Progressive Delivery

Linkerd’s dynamic request routing allows you to dynamically shift traffic between services. This can be used to implement lower-risk deployment strategies like blue-green deploys and canaries.

But simply shifting traffic from one version of a service to the next is just the beginning. We can combine traffic splitting with Linkerd’s automatic golden metrics telemetry and drive traffic decisions based on the observed metrics.

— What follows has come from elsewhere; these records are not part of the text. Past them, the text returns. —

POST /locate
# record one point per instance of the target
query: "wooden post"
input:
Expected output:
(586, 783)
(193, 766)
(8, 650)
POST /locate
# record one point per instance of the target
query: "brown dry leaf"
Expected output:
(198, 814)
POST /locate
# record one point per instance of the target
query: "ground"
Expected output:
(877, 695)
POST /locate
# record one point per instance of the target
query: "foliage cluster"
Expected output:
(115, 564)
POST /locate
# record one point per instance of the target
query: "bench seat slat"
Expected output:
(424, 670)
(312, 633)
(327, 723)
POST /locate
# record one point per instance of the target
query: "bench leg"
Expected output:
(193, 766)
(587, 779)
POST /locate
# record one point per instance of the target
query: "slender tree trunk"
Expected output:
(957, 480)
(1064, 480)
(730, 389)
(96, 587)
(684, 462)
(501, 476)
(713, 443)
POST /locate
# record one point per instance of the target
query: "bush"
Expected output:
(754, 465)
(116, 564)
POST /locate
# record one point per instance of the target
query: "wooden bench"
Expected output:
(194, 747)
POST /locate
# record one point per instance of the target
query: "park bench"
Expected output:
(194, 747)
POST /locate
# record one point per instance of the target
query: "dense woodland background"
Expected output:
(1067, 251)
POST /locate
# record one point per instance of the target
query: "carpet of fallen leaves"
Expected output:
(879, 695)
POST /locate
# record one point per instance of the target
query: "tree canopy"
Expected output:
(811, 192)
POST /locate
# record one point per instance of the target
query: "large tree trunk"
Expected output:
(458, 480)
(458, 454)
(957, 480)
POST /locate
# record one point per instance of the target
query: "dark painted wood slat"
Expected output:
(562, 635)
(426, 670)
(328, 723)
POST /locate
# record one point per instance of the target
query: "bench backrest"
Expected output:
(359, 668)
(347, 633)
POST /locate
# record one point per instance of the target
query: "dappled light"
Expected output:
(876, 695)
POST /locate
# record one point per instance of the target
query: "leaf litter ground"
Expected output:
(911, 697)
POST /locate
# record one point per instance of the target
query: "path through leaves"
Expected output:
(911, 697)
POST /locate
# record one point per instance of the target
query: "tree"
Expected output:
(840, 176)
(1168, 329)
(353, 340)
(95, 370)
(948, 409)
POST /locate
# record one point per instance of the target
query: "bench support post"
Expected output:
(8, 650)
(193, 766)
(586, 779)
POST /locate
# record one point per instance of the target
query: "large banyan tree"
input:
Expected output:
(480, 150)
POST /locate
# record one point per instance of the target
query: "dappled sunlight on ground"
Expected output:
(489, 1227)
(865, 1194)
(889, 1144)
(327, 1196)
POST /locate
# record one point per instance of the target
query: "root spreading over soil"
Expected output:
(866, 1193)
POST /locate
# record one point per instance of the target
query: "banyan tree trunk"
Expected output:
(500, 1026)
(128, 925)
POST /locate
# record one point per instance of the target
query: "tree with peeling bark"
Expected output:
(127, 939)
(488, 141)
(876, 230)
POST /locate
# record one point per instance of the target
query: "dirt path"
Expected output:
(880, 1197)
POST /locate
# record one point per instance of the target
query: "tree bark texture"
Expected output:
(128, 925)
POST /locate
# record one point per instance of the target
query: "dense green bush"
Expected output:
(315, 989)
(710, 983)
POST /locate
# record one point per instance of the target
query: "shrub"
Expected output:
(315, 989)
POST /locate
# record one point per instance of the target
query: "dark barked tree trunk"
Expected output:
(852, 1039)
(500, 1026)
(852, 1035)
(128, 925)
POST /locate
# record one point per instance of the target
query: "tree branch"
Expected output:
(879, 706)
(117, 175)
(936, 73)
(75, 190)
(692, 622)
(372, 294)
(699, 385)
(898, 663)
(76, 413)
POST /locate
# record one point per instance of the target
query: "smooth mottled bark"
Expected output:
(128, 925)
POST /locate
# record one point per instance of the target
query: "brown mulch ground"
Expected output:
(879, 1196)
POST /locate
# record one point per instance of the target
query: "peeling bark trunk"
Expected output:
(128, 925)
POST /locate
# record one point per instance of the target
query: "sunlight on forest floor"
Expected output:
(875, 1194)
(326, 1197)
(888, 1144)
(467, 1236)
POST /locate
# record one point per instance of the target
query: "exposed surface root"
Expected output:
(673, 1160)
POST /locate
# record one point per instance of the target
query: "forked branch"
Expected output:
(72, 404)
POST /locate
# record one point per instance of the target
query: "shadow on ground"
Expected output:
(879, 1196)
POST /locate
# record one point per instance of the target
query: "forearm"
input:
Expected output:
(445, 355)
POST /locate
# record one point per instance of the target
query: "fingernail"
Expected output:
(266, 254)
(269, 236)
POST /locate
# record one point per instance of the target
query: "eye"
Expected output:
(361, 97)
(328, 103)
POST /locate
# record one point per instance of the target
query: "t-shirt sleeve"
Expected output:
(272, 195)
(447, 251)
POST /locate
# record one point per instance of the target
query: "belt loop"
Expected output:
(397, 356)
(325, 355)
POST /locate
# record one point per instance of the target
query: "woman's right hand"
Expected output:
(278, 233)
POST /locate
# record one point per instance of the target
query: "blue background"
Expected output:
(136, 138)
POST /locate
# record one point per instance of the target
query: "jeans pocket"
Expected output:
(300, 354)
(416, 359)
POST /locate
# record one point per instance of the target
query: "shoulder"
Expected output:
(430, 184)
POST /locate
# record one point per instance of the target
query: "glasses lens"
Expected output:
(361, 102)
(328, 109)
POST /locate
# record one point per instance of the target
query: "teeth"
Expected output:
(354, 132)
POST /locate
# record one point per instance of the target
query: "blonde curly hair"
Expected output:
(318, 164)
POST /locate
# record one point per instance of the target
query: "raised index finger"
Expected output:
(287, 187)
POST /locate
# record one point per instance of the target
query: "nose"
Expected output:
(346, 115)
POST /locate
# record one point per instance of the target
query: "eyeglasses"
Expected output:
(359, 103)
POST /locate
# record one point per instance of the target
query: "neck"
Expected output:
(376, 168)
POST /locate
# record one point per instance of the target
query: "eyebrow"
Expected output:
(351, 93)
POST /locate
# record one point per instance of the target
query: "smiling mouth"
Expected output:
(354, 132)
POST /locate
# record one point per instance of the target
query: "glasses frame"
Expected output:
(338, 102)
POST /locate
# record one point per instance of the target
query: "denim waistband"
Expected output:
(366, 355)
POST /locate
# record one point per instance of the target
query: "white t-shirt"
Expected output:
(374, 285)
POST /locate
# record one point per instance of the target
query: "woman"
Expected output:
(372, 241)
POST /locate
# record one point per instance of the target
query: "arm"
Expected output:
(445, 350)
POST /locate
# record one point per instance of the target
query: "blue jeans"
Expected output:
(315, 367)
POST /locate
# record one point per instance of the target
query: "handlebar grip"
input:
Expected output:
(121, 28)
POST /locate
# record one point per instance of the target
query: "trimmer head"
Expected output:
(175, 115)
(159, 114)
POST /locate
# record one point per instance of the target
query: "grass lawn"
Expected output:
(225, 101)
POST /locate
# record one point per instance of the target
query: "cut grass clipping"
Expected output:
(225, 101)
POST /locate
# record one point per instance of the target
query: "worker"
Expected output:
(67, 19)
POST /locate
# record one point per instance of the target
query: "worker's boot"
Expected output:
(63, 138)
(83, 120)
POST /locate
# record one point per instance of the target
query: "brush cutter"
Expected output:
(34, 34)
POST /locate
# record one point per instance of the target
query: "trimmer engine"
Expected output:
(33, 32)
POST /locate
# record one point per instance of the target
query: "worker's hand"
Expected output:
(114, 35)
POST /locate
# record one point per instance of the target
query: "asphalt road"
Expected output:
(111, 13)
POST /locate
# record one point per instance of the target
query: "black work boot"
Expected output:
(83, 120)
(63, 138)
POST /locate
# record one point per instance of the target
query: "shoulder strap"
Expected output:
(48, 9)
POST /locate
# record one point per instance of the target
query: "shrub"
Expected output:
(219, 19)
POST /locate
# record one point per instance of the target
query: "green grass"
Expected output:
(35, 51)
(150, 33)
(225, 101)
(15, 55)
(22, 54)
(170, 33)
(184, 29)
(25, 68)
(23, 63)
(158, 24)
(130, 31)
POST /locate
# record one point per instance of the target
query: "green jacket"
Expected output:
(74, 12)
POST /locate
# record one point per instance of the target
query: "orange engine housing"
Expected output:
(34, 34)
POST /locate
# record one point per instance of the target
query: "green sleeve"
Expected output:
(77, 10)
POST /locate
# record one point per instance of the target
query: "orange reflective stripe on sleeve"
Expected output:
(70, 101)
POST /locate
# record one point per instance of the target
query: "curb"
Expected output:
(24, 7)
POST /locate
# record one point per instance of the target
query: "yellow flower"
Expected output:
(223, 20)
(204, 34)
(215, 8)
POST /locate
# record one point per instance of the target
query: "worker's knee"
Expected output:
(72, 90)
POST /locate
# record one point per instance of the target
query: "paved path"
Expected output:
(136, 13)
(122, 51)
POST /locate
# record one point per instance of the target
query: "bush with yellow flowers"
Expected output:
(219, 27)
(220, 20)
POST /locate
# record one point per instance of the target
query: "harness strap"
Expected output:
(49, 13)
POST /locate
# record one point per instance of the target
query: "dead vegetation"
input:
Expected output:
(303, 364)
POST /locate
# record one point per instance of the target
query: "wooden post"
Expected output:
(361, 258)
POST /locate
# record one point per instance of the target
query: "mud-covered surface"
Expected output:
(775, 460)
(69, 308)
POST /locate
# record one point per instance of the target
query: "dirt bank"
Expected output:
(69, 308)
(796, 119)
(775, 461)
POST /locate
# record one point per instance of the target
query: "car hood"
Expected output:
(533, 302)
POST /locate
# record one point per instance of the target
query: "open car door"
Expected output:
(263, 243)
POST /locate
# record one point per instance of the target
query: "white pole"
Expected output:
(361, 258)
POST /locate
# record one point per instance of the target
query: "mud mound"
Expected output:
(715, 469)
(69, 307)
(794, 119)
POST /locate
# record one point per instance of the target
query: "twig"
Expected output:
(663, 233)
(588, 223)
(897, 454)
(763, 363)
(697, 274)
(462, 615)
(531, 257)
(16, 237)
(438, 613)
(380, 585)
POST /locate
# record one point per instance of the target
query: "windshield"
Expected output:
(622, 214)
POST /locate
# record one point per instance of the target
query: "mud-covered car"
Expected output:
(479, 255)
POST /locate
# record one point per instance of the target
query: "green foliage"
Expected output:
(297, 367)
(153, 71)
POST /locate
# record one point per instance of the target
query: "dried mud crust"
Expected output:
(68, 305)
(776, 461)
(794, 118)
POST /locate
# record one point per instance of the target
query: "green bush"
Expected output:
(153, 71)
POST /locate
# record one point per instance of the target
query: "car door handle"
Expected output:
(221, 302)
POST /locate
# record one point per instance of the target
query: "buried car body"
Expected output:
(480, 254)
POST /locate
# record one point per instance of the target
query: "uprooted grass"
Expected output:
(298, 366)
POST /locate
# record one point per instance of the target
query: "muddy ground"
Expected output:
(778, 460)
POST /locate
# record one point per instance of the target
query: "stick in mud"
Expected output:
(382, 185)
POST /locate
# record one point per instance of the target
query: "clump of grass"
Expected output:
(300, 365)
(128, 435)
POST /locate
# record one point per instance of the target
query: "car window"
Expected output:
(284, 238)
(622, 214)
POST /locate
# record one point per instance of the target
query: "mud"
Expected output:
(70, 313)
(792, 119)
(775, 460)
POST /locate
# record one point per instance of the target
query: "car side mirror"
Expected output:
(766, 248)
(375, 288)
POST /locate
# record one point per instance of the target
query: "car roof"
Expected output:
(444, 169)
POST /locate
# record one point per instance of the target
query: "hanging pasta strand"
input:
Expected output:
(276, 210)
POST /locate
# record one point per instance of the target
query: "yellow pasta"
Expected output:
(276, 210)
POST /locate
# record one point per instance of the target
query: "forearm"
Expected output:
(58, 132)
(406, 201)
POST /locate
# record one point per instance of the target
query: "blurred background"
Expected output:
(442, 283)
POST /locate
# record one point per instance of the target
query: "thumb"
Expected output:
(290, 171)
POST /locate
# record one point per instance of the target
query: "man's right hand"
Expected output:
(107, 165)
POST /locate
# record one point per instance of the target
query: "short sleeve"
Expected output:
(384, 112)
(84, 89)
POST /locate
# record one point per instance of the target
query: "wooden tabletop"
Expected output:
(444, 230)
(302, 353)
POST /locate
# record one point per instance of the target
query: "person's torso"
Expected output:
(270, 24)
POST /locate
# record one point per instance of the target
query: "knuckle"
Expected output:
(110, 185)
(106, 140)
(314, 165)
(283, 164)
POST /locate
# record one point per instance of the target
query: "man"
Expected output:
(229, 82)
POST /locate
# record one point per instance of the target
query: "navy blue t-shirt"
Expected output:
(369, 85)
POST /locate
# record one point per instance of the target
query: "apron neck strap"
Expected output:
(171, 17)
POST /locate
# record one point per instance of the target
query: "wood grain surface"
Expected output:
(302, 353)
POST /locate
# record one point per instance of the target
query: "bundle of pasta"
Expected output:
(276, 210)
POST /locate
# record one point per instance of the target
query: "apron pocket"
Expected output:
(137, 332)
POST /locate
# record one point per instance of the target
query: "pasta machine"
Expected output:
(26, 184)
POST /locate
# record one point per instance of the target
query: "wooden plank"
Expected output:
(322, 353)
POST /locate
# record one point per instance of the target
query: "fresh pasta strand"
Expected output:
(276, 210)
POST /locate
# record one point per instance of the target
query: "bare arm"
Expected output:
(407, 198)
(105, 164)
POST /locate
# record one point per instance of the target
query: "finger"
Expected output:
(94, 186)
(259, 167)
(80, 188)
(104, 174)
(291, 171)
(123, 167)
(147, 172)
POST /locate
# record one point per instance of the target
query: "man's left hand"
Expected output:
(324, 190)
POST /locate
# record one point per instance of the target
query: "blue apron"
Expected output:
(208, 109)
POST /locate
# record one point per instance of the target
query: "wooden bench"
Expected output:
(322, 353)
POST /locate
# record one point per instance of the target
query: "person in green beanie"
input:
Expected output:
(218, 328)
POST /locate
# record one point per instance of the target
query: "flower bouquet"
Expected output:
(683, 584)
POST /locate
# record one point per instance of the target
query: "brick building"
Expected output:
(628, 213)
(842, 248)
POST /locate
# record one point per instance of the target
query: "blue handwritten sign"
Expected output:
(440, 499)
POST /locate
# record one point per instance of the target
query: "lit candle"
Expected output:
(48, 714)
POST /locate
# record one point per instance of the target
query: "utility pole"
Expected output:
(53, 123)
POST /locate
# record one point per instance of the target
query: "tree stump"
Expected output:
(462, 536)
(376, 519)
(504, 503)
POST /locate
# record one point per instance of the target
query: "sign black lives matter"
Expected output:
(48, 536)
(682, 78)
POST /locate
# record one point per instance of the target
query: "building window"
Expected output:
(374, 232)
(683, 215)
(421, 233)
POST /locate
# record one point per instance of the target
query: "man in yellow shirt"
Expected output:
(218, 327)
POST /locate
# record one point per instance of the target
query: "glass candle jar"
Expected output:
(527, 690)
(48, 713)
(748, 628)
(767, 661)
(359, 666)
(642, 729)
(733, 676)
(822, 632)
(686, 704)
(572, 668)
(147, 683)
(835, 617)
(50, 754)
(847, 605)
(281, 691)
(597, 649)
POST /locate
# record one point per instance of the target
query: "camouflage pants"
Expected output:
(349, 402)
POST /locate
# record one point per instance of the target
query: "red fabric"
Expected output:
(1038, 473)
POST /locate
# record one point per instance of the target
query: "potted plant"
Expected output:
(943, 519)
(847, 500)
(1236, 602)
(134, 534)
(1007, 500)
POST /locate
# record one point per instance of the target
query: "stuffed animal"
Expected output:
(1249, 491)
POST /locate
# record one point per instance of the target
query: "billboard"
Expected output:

For example, we can gradually shift traffic from an old deployment to a new one while continually monitoring its success rate. If at any point the success rate drops, we can shift traffic back to the original deployment and back out of the release. Ideally, our users remain happy throughout, not noticing a thing!

In this tutorial, we’ll show you how to use two different progressive delivery tools: Flagger and Argo Rollouts and how to tie Linkerd’s metrics and request routing together in a control loop, allowing for fully-automated, metrics-aware canary deployments.

Progressive Delivery - 图1

Linkerd Production Tip

This page contains best-effort instructions by the open source community. Production users with mission-critical applications should familiarize themselves with Linkerd production resources and/or connect with a commercial Linkerd provider.

Prerequisites

To use this guide, you’ll need a Kubernetes cluster running:

Flagger

Install Flagger

While Linkerd will be managing the actual traffic routing, Flagger automates the process of creating new Kubernetes resources, watching metrics and incrementally sending users over to the new version. To add Flagger to your cluster and have it configured to work with Linkerd, run:

  1. kubectl apply -k github.com/fluxcd/flagger/kustomize/linkerd

This command adds:

  • The canary CRD that enables configuring how a rollout should occur.
  • RBAC which grants Flagger permissions to modify all the resources that it needs to, such as deployments and services.
  • A Flagger controller configured to interact with the Linkerd control plane.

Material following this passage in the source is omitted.